Истана упала прямо ему в руки. Маар хотел задушить ее, чтобы не мучилась, и не мучиться самому. Сделать то, что он хотел сделать изначально — оборвать путы, но вместо этого он понес девчонку в хижину, где жила старая ведьма Тхара.
Он надеялся и страшился одновременно, что Истана умрет сама в дороге, но ассáру осталась жива, плелась за ним из последних сил, стараясь не отставать. Бездушная сука хотела жить, а он рвал себя на части, чтобы не остановиться. Чтобы не дать ей понять, что она может управлять им, чтобы она уяснила себе, что она ему безразлична, что она не имеет для него никакой ценности, чтобы она признала для себя, что он — хозяин, что она его пленница, его рабыня, его трофей, с которым он имеет право сотворить все, что ему вздумается. Только с каждым ударом сердца Маар понимал, что твердит это самому себе, выжигая клеймом на своей плоти. Если бы она попросила его об отдыхе, он либо дал ей его, либо трахнул, а потом заставил волочиться за собой на ногах, привязав к своему седлу. Гордая, надменная ассáру держалась до последнего, хоть и была сломлена, ни разу не проронила ни звука.

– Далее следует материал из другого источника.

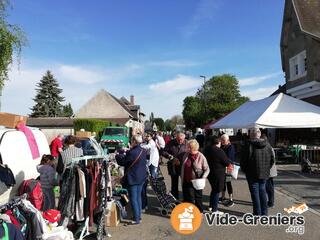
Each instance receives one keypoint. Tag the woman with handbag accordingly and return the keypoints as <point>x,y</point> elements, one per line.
<point>134,162</point>
<point>218,161</point>
<point>194,171</point>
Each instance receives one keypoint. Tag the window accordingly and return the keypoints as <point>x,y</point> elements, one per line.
<point>298,66</point>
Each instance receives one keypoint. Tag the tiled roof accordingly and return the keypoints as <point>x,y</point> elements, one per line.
<point>50,122</point>
<point>308,13</point>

Маар стиснул хрупкое ослабленное тело Истаны, прижал к груди. Он ненавидел себя в этот миг. Ненавидел за противоречивые желания, что рождались в нем, когда он прикасался к ней. Ненавидел за то, что с ней он становился зверем, хуже зверя, за то, что она пробуждала в нем огненную тьму, готовую испепелить ее и себя дотла. Все это становилось слишком бесконтрольным, слишком неуправляемым, слишком сложным и опасным для него и не только. Голод и желание брали над ним верх. Маар ошибся. После того, как он лишил ее девственности, жажда нисколько не умерилась в нем. Стало еще хуже. Намного хуже. В нем еще больше разрасталось вожделение, до безрассудства, до помутнения. Он улавливал сладкий, как нектар, запах, источаемый ее кожей, лишался разума, хотел ее снова, неистово и жадно до искр в глазах и боли в паху. Он жаждал вновь испытать, как растекается сгустком по позвоночнику и бедрам жар, толкая его с края, жаждал испытать, как заливает голову темнота, как все его естество мощным прибоем ударяется о скалу, распадаясь на тысячи брызг. Он хотел, чтобы она так же смотрела ему прямо в глаза, а он тонул в их пронзительной стылой синеве, вдалбливался в нее безостановочно и бешено, наблюдая в накатывающем блаженстве, как Истана прикрывает ресницы, выкрикивает его имя и стонет под ним, забившись в экстазе. Но такого никогда не будет. Он взял ее грубо, разорвал лепестки нераскрывшегося бутона, не позволив ему расцвести самому. Она и не способна на это. Ему не стоит ждать подобного от бездушной твари, никчемной шкуры, что он тащит за собой.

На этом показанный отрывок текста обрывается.